A new wave of ethnic Vietnamese settlers is to be sent to the central highlands, despite protests from local hilltribes there, as the communist authorities seek to ease population pressure in the Red River delta. The settlers are to be sent from the delta province of Thai Binh to develop new economic zones and state farms in the highland provinces of Dak Lak and Kontum, provincial officials said Wednesday.

From now to 2005, Thai Binh plans to resettle 10,000 migrants a year to relieve immense pressure on land in the province which houses 1.8 million people in an area of just 1,580 square kilometres (632 square miles), the head of the province's labour and migration department, Bui Dinh Khang, told AFP. "Some of the migrants will be sent in household groups to establish new economic zones; others will be single people sent to work for state farms or defence agencies," Khang said.

The provincial authorities have just reached agreement with their counterparts in Kontum on the settlement of a new economic zone in the highland province, he said. Dak Lak province already took 100 families from Thai Binh last year and more are due to follow this year. The central highlands are not the only region in Vietnam to receive settlers from Thai Binh -- migrants have also been moved to the southern province of Ken Giang, which has a large Khmer minority, and the northeastern province of Quang Ninh on the Chinese border.

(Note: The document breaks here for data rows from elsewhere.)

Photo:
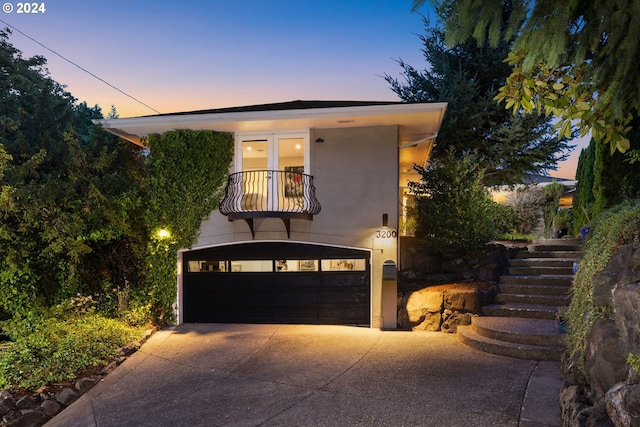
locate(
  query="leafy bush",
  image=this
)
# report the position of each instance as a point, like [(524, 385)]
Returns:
[(528, 204), (47, 348), (455, 211), (553, 192), (611, 230)]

But the scale of migration to the highlands has sparked anger among the region's indigenous hilltribes which boiled over into a wave of violent protests in February last year, sparking an army crackdown and an exodus of refugees to Cambodia. During a foreign ministry tour of the region last year, provincial officials told journalists they would prefer not to receive any more ethnic Vietnamese settlers, given the delicacy of relations between the two communities. Well over a million ethnic Vietnamese settlers have been moved to the central highlands since the end of the Vietnam War in 1975 as the communist authorities have cleared the region's forests to grow commodity crops, particularly coffee.

The region's indigenous hilltribes, who have a long history of opposition to the communist authorities, are now in a minority in all of the highlands' four provinces.